Pour se sortir du harcèlement
Co-scénarisée par Christophe Cazenove et Nora Fraisse, cette histoire traite du harcèlement scolaire. Si presque tous les amateurs de bande dessinée connaissent Cazenove et ses célèbres séries, Nora Fraisse est nouvelle venue dans le genre. Par contre, elle se distingue dans la lutte contre le harcèlement que subissent des élèves dans le milieu scolaire, harcèlement qui déborde largement sur la vie familiale.
Elle a raconté dans Marion, 13 ans pour toujours, le harcèlement qui a conduit sa fille au suicide. Depuis, elle a fondé l’association Marion Fraisse, La main tendue, pour lutter contre cette tragédie amplifiée encore par le cyberharcèlement.
Camélia fait sa rentrée en première année de collège. Interne, elle a pour compagne de chambre, Justine, et bien que très différentes de caractère, elles deviennent amies. Lorsqu’elle arrive pour la rentrée de sa première année de lycée, dans le même établissement, Camélia a bien changé.

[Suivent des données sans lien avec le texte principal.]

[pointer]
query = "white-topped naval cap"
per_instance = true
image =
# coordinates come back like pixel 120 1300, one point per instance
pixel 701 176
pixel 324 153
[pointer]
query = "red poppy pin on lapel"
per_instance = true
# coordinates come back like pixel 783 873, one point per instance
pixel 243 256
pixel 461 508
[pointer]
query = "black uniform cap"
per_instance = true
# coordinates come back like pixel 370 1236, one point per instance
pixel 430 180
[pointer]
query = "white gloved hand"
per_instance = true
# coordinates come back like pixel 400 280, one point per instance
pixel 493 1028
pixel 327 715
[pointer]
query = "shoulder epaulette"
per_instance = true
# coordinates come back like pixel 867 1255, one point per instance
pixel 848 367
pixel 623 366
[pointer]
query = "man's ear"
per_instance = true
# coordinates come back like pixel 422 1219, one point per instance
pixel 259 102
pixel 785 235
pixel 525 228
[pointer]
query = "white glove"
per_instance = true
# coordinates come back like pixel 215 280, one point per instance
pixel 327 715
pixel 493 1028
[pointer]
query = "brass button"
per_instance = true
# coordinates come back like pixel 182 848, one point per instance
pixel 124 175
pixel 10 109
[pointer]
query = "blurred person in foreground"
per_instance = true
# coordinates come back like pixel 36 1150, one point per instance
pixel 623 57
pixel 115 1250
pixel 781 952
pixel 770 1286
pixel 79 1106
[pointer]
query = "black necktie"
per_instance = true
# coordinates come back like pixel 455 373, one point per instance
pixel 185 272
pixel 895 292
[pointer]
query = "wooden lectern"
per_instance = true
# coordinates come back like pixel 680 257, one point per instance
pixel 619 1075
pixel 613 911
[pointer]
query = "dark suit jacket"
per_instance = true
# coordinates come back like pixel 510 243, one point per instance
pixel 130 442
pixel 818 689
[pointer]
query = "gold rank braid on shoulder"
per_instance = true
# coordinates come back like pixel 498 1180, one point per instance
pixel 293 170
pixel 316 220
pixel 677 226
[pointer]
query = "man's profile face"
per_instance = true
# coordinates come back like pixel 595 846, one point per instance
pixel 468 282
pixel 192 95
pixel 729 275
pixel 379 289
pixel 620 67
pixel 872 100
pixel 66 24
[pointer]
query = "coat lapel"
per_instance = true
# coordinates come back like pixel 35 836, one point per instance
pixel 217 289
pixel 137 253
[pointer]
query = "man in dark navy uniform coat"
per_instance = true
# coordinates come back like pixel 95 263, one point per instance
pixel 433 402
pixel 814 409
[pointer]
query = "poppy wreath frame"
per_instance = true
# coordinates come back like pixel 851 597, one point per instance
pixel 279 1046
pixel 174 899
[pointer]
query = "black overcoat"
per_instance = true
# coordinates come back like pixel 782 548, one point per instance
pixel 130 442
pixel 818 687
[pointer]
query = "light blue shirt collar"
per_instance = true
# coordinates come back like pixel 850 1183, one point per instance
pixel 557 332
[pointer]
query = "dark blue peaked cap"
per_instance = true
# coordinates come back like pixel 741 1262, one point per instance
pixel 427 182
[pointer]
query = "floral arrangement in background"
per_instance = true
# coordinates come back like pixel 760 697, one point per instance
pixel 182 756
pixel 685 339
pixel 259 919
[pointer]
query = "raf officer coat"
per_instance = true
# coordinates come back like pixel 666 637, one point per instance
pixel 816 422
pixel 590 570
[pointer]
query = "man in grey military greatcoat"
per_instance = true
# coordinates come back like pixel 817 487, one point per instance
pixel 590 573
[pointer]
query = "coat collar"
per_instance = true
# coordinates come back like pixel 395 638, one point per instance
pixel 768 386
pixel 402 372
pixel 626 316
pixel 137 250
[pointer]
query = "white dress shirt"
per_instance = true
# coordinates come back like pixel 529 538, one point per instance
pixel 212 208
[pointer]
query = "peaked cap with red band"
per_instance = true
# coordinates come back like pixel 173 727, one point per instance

L’adolescente enveloppée a fait place à une mince jeune fille. Elle retrouve Justine, lui donne l’accolade. Camélia repousse Rayan tout près, à qui elle en veut pour l’avoir ridiculisée, l’année précédente, sur les réseaux sociaux.
Elle cible aussi Valentine. Celle-ci, entourée de sa petite bande, réagit et menace Camélia de lui pourrir la vie. Et c’est ce qui se passe. Sa chambre est saccagée par Valentine et ses affidées. Très vite, Camélia se retrouve isolée. Justine prend ses distances avec elle de crainte de subir le même sort.
Avec cette histoire très réaliste, pédagogique, les auteurs abordent de nombreux thèmes comme la vie sociale et affective, la pression du groupe, la vie scolaire, les rumeurs, le cyberharcèlement, la solidarité entre élèves, la place des adultes, le sentiment d’exclusion et de solitude, l’absence du corps éducatifs… Certes, ce récit est le condensé d’une somme de situations, mais c’est aussi une plongée dans le monde des adolescents, des adultes en devenir.
C’est la description du fonctionnement de la meute et de ceux qui gravitent autour, qui craignent pour de multiples raisons d’être rejetés, d’être mis en dehors d’une communauté. C’est la description de la violence, ces violences, ces attaques répétées sans cesse qui poussent au repli sur soi, à la perte de confiance, d’estime de soi et… au pire.
Le dessin est confié à Bloz qui a déjà œuvré sur un sujet similaire quand il a fait paraître, en 2017, Seule à la récré, sur un scénario inspiré par sa fille. Il a retenu un trait semi-réaliste pour mieux coller au scénario et à la tranche d’âge concernée. Il donne, ainsi, une dimension qui accroche le regard et mobilise l’attention. Les couleurs de Véra Daviet renforcent la tonicité du récit en donnant une véritable symbiose à l’ensemble de l’album.
Ce dernier se termine sur Les carnets de Camélia, un dossier complet rédigé par Ghislaine Ballester Dullier et Nora Fraisse. Le harcèlement est décortiqué en détail, explicitant chacune de ses composantes. Une présentation de l’association Marion Fraisse, La main tendue, les signes qui doivent alerter et quelques éléments juridiques et bibliographiques permettent d’aller plus loin, de trouver une aide.
Un magnifique album à mettre dans toutes les mains pour révéler ce fléau, le dénoncer et l’éradiquer.
serge perraud
Nora Fraisse (scénario), Christophe Cazenove (scénario), Bloz (dessins) & Véra Daviet (couleurs), Camélia – Face à la meute, Bamboo Éditions, septembre 2021, 72 p. – 15,90 €.